红军在“四渡赤水”时,来回穿插,渡河四次,打得灵活又机智。而国民党军队呢,兵力分散,安排得乱七八糟,最后累得筋疲力尽。

接下来是后勤问题。红军小队机动灵活,依靠当地民众的支持或自行搜集粮食,而蒋军则按照正规编制,人数众多,武器装备齐全,依赖稳定的后勤补给线。如果战线拉得太长,导致粮食供应不上,整个部队就会陷入困境。

在云南和贵州的山区,蜿蜒曲折的小路随处可见,一场突如其来的大雨常常会切断补给线。

战线过长很危险。蒋介石调动了几十万大军,足迹遍布江西到贵州、四川到云南、重庆到陕甘,他的调度越来越复杂。

他不仅要阻止红军前进,还要警惕地方军阀可能的背叛,同时还得应对日本在华北的扩张。虽然红军渐渐远去,但他的部队在追击时显得行动迟缓,战局也日益恶化,队伍变得越来越混乱。

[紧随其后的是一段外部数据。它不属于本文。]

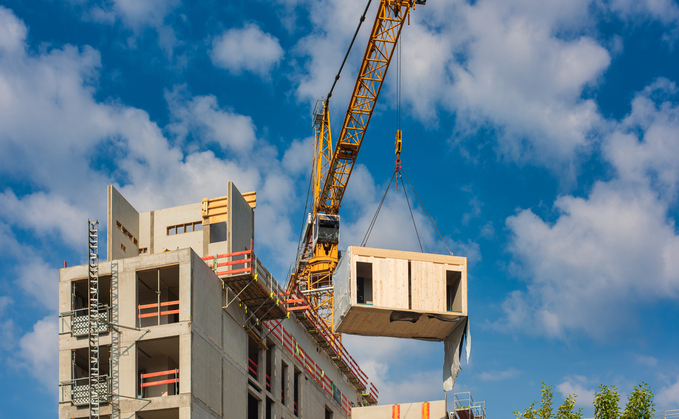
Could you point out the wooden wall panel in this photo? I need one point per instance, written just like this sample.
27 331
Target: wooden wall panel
428 286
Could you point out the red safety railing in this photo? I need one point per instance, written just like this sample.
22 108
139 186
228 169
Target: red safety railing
175 380
158 309
252 367
247 260
332 339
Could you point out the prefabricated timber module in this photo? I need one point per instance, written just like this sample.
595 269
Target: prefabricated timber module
380 292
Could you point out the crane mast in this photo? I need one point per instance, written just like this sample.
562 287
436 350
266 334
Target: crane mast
317 256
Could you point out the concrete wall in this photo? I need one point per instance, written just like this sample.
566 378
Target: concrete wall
119 210
214 382
437 410
240 224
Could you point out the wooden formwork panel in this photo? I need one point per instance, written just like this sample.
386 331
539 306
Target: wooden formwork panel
381 292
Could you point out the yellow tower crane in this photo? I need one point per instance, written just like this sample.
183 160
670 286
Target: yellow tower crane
317 256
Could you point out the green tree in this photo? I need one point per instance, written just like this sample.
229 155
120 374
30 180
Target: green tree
639 403
606 403
545 411
529 413
567 409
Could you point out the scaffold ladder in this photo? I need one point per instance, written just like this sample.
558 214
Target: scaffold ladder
93 314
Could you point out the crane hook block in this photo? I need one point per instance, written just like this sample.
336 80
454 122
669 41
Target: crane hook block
399 141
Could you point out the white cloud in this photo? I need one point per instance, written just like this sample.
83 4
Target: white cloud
135 17
31 212
202 116
503 65
39 280
577 386
499 375
668 397
612 250
247 49
527 82
38 354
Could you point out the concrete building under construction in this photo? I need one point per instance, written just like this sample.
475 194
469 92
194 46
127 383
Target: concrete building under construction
191 325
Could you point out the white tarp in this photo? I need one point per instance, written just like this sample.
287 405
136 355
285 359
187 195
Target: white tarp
453 347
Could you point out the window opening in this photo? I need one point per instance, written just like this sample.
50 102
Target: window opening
158 367
218 232
269 408
269 367
253 358
284 378
253 407
364 283
126 233
410 288
184 228
156 414
79 297
158 296
80 376
453 291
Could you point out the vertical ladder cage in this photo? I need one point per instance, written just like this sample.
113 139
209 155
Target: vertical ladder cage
115 344
93 314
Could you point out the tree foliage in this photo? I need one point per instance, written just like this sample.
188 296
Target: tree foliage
606 405
639 403
565 411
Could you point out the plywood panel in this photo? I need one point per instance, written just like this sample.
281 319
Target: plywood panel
376 321
428 286
392 280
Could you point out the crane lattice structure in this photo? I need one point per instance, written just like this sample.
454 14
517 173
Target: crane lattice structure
93 314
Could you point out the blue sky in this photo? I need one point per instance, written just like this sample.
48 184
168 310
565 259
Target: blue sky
542 137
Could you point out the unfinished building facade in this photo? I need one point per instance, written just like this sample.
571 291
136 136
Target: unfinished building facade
189 324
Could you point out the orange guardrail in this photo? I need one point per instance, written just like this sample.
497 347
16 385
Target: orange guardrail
157 311
174 380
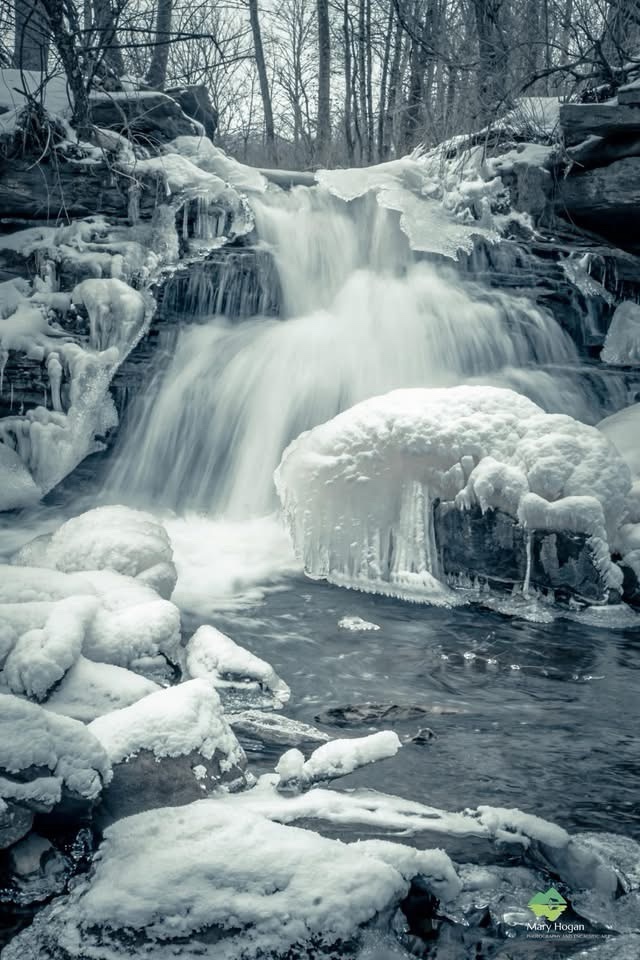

到了1935年的夏天,红军成功突破了中央的重兵围剿,挺进了四川和西康地区。蒋介石发现,如果一味地追击,不仅难以彻底消灭红军,反而可能让自己陷入困境。

华北地区的局势越来越紧张,日本的势力不断向河北、察哈尔等地渗透。这些外部的威胁变得比国内的战争更加紧迫。

他做出了决定,放弃追击红军,改为“西北围堵”。表面上看起来像是一场战略转移,实际上是一种迫不得已的选择。

但是,红军没有按照蒋介石的意图走进“绝境”。他们巧妙地绕过了敌军主力,来到了陕北。陕北地形险峻,人烟稀少,很难深入。正因为如此,国民党的兵力部署比较薄弱。红军在这里安营扎寨,逐渐恢复了元气。

1936年,蒋介石发现红军已经在陕甘地区站稳了脚跟,当地的地方武装也开始向着我们这边靠拢。于是,他把东北军和西北军调集起来,打算把红军围住。但就在这个时候,战场上又出现了新的情况。

西安事变之后,红军成了蒋介石不敢轻易招惹的强大力量。

1936年末,张学良和杨虎城都对蒋介石的统治感到非常不满。张学良无奈放弃了抗日的领导地位,而杨虎城则被认为是在战争中牺牲的。

两位领导人商量后,到了12月,西安事变爆发了。张学良极力劝说蒋介石和共产党一起抗日,但遭到拒绝后,他果断地扣留了蒋介石。

蒋没想到,嫡系竟然将他软禁了。

情况很糟糕,南京的政府内部一片混乱。最讽刺的是,能够救他的不是中央军,而是共产党。

毛泽东和周恩来果断决定,不处决蒋介石,而是派代表前往西安谈判。红军的立场是:以抗日为主,携手共进。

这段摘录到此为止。